Chodziło mi po głowie to połączenie kolorystyczne i wg. mnie wygląda całkiem, całkiem. Dodałam też kwiatuszki na rękawach, bo w poprzednich pracach wydały mi się jakieś puste.


Miłego dnia Drogie Panie! :)

piątek, 19 kwietnia 2013

Kwiaty we włosach


Za oknami piękna, wiosenna pogoda, a mnie akurat dopadła choroba. Leżę w łóżku zasypana tonami chusteczek i kaszlę jak stary traktor. Miałam wczoraj książkowstręt, więc pomyślałam, że mimo wszystko spróbuję jakoś wykorzystać ten czas i zasiadłam do modeliny. Skończyłam zaczętą w niedzielę japonkę, powstała dziewczynka w czerwonej sukience i dzisiejsza praca, którą jako jedyną udało się uratować..
Zawsze wypalam modelinę na kawałku papieru do pieczenia, tym razem zrobiłam to na jakimś innym, bo poprzedni się skończył. I co się stało ? Papier po prostu zaczął się topić przypalając mi modelinę. Pierwszy raz coś takiego mi się zdarzyło i się zastanawiam, jak to w ogóle możliwe, że papier do PIECZENIA, topi się w piekarniku ? Japonka zamiast porcelanowej cery ma pomarańczową, a druga dziewczynka to już w ogóle mix kolorów - nogi ciemnopomarańczowe, twarz nieco jaśniejsza, rączki też inne..Normalnie jak po wizycie w solarium :)
Także wczorajszy dzień był po prostu fatalny..
Dziś czuję się już nieco lepiej. Nauczona, że trzeba się cieszyć tym, co się ma, chciałabym zaprezentować Wam naszyjnik, który przygotowałam z myślą o wiosennym wyzwaniu Kreatywnego Kufra. Jako jedyna, figurka się nie spaliła -odcień skóry jest nieco ciemniejszy niż zwykle, ale mam wrażenie, że akurat tej pracy dodał on uroku :)




Zgłaszam naszyjnik do wyzwania:



A Wam ślę wiosenne pozdrowienia :)


poniedziałek, 8 kwietnia 2013

Brązowo i różowo :)


Za mną bardzo miły weekend. Warsztaty taneczne były po prostu fantastyczne. Naładowałam się pozytywną energią na cały tydzień :) Pierwszy raz miałam okazję uczestniczyć w czymś takim i już postanowiłam, że na kolejne również pojadę. Podczas takich zajęć człowiek odkrywa mięśnie, o których istnieniu nie miał wcześniej pojęcia :D
Tutaj zdjęcie grupowe, tancerki belly dance i ATS :)
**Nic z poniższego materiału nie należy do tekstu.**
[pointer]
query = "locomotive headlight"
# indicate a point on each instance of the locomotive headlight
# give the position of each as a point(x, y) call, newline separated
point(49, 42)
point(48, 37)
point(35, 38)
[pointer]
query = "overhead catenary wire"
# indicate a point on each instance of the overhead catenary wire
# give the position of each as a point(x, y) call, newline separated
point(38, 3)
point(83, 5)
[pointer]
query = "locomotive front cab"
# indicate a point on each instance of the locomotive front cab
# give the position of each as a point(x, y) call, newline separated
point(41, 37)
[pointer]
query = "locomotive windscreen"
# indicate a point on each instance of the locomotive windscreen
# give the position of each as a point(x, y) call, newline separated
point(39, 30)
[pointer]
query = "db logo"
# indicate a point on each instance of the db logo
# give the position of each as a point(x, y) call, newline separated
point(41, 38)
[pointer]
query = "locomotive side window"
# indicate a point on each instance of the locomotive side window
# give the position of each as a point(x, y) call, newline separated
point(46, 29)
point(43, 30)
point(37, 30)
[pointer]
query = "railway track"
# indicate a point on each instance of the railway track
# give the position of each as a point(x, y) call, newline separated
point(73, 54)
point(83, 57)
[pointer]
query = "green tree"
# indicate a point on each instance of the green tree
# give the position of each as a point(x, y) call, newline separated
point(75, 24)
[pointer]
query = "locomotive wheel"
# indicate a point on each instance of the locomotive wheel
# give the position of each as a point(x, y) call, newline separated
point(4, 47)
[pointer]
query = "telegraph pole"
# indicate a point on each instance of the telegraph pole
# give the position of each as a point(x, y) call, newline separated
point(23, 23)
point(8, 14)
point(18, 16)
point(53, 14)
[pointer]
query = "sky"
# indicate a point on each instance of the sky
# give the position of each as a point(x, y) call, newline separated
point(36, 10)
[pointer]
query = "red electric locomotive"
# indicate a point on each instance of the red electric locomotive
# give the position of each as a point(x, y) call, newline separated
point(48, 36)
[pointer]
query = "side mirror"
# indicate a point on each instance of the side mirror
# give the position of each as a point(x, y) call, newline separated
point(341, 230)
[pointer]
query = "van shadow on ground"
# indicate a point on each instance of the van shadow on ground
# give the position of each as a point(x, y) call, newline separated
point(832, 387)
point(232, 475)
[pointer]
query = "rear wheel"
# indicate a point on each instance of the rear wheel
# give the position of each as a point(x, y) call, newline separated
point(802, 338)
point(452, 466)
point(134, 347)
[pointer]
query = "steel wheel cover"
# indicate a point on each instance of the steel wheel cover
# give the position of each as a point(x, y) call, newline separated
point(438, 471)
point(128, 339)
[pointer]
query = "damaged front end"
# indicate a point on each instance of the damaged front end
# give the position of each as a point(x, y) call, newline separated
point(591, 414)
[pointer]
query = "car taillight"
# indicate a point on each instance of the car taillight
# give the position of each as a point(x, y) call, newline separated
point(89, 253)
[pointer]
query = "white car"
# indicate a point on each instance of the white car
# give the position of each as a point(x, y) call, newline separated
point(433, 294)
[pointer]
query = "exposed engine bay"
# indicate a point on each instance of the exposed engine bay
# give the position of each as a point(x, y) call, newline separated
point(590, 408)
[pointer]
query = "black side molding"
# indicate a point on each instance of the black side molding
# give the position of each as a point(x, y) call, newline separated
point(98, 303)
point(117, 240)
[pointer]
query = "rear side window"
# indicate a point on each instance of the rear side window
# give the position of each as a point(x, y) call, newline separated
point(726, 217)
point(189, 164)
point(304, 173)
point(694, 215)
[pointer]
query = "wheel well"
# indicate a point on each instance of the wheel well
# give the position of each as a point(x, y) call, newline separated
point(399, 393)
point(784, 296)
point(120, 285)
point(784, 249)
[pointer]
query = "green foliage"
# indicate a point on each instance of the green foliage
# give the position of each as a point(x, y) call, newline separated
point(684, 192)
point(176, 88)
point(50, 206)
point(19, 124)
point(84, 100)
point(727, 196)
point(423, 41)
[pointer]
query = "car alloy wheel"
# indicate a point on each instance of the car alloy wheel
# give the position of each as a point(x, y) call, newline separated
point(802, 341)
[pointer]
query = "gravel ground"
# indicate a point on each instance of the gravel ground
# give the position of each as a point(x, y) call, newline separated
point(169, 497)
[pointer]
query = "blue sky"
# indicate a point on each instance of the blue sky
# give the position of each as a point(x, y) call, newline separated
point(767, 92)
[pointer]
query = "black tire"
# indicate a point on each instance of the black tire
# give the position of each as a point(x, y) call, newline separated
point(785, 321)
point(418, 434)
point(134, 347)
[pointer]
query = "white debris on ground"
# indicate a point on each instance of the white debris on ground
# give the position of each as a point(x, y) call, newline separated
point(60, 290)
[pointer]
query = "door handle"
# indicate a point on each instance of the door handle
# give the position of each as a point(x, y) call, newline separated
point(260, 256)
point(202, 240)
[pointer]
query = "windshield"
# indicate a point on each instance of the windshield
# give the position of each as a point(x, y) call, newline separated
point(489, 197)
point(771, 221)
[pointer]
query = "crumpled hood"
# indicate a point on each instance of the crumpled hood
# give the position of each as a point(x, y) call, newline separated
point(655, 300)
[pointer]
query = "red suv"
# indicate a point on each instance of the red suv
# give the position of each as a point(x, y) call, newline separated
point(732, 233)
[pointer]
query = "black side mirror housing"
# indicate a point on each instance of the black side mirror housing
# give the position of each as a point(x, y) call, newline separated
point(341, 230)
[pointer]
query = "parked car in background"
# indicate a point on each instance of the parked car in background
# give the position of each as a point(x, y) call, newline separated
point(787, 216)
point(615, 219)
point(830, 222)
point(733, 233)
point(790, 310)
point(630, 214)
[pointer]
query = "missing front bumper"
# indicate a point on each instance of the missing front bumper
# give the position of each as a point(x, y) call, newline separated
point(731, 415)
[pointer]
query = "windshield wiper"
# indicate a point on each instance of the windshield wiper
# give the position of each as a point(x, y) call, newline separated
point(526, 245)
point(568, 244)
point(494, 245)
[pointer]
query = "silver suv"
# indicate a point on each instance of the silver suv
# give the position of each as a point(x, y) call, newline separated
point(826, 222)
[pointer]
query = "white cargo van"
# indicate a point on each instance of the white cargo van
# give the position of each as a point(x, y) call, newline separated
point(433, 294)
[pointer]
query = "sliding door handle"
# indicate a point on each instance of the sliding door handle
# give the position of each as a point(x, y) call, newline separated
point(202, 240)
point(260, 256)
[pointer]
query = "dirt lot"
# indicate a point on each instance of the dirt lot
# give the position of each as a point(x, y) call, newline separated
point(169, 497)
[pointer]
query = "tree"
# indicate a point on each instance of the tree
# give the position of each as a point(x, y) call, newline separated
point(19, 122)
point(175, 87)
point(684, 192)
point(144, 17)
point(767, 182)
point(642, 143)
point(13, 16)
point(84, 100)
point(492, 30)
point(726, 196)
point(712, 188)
Powoli zaczynam też czuć wiosnę. Podczas dzisiejszego spaceru zachwycałam się ciepłymi promykami słońca, a z dnia na dzień ma już być tylko coraz cieplej :)  Krokusy ponownie postanowiły zakwitnąć i gdzieniegdzie można już oglądać kolorowe kwiatowe kobierce.
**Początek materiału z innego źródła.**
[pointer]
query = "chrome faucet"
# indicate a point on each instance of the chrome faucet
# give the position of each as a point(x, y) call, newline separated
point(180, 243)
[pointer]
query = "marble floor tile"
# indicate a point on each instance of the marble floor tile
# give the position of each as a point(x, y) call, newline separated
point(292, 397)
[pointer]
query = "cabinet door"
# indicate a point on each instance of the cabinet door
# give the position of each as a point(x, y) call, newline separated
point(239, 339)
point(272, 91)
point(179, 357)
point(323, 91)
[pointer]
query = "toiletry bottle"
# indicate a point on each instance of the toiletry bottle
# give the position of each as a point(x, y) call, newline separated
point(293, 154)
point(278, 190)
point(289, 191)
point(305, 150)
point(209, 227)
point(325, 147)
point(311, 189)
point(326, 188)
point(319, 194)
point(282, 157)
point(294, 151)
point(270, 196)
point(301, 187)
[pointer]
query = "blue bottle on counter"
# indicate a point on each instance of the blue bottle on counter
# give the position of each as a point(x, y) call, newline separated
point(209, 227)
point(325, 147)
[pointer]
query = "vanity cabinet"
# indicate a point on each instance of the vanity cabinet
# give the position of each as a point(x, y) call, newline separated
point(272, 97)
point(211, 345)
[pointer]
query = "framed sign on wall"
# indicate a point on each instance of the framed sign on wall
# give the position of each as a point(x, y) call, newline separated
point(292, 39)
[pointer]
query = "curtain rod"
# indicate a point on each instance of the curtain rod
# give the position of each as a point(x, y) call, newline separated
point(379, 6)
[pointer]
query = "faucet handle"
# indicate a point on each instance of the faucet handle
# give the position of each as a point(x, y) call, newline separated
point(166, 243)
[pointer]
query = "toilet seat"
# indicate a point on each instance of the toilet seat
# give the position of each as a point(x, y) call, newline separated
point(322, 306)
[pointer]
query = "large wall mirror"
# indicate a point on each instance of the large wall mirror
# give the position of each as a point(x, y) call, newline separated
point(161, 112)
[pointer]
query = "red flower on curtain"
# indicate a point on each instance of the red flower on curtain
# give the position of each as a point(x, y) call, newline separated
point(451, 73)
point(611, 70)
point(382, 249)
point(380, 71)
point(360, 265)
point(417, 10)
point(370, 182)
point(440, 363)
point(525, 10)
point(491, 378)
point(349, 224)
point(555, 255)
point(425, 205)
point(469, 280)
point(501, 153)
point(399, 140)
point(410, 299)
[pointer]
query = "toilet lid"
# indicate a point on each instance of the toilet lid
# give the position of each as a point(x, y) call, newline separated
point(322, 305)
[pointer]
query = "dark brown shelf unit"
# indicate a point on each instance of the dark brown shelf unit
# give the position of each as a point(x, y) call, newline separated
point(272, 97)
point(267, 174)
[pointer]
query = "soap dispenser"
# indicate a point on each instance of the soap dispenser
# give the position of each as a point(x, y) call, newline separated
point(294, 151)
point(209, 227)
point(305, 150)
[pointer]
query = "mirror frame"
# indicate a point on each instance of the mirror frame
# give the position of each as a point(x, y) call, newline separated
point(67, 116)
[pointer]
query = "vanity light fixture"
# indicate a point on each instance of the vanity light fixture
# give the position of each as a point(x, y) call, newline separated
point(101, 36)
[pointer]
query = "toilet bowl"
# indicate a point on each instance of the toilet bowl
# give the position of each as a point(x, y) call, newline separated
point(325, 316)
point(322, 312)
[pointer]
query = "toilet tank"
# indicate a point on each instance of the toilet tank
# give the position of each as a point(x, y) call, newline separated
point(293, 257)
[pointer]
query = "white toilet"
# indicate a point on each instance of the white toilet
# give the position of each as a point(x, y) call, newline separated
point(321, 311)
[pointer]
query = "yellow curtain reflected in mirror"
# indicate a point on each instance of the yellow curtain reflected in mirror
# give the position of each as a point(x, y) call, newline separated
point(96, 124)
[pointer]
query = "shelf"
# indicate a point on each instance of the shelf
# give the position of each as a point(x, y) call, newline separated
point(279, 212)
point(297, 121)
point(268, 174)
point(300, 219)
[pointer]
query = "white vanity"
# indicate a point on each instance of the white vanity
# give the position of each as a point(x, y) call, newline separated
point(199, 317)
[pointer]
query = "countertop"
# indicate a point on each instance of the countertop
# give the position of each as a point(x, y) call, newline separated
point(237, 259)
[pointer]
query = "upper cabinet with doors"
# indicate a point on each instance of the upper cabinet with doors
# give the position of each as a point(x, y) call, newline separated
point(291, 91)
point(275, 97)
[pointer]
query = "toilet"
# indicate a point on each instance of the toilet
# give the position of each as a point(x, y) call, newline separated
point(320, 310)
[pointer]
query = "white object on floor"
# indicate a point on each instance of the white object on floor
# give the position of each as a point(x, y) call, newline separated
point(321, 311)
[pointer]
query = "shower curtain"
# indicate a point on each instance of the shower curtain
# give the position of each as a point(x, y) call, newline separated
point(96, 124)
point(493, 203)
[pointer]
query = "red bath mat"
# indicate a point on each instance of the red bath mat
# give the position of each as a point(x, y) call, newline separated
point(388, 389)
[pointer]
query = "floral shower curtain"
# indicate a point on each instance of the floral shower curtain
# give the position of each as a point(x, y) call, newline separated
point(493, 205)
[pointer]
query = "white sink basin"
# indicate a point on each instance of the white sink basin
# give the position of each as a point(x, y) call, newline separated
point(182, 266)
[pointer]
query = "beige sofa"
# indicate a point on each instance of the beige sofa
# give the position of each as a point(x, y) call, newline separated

Dziś chciałabym pokazać Wam taką o, zwykłą dziewczynkę :) Sukienka inspirowana stylem lolita, aczkolwiek w wersji "codziennej". Ma ok 7cm. Stworzyłam ją w sumie dwa tygodnie temu, przed japonkami. Była małym eksperymentem, ponieważ lepiłam ją z elementami drucianego szkieletu- dzięki temu całość jest bardziej zwarta.
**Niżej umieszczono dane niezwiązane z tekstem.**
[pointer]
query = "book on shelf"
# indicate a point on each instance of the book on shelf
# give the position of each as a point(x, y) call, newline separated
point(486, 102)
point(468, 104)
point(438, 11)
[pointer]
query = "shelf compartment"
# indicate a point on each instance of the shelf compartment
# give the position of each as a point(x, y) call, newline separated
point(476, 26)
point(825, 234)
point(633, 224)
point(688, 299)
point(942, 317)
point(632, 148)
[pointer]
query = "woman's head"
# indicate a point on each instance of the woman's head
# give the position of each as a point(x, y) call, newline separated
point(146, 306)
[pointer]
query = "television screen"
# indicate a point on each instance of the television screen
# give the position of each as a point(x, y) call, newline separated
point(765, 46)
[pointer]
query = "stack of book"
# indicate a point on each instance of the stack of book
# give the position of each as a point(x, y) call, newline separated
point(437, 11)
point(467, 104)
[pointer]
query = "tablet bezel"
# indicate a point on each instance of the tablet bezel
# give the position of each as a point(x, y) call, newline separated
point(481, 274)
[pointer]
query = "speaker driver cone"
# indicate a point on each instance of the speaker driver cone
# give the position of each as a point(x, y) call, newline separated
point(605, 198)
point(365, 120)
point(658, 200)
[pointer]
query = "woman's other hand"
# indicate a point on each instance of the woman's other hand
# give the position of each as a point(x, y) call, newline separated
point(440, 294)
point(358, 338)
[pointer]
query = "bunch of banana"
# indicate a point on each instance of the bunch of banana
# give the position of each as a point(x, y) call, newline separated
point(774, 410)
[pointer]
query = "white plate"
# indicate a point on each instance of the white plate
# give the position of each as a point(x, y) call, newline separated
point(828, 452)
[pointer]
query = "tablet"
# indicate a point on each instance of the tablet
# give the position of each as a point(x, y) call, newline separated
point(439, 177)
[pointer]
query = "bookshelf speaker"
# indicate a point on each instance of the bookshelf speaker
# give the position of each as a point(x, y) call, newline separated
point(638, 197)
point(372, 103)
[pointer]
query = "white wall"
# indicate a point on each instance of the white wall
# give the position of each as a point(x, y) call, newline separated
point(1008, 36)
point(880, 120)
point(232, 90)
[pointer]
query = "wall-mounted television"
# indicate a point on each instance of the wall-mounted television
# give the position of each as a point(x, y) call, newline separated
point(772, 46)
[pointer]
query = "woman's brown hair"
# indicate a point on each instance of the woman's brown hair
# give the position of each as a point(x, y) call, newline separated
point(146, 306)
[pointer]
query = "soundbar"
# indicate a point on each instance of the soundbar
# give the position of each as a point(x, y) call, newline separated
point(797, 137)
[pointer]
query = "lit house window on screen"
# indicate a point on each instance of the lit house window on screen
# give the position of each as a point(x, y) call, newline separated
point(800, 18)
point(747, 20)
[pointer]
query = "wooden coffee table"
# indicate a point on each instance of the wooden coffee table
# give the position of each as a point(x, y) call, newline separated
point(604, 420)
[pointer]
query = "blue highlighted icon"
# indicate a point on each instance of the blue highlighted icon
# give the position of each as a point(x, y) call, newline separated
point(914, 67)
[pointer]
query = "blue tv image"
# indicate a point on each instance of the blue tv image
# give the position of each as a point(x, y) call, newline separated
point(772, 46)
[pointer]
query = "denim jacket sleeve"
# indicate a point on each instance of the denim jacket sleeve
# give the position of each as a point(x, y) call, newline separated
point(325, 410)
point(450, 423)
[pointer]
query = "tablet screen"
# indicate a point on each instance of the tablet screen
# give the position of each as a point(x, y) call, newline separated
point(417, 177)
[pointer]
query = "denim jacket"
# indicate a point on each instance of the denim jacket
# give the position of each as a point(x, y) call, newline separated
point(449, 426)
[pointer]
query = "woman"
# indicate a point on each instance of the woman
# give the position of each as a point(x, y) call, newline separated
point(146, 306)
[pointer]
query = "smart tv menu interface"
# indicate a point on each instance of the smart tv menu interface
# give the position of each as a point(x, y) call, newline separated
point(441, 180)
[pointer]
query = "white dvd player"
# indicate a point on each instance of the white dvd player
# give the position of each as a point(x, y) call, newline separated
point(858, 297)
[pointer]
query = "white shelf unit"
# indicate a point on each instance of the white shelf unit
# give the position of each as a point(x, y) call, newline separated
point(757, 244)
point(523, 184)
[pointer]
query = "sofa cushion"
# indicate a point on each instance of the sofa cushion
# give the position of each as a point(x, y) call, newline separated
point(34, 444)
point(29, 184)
Czeka na mnie sterta książek i notatek do przejrzenia, więc zmykam do swoich obowiązków, a Wam życzę miłego wieczoru :)




piątek, 5 kwietnia 2013

Japonka po raz drugi :)


Tak miło lepiło mi się poprzednią, że postanowiłam zrobić kolejną japonkę. Ta niestety nie do końca wyszła tak, jak ją sobie wyobraziłam. Miała być odwrócona bokiem, a wygląda hmmm... jakby stała przodem i miała doklejoną jedną rękę nie po tej stronie, co trzeba :D

Same zresztą zobaczcie ;)

 

Pewnie zrobię do niej jeszcze jedno podejście, ale ta mimo wszystko też mi się podoba :)
Chyba największa, jaką do tej pory zrobiłam, bo ma aż 9cm.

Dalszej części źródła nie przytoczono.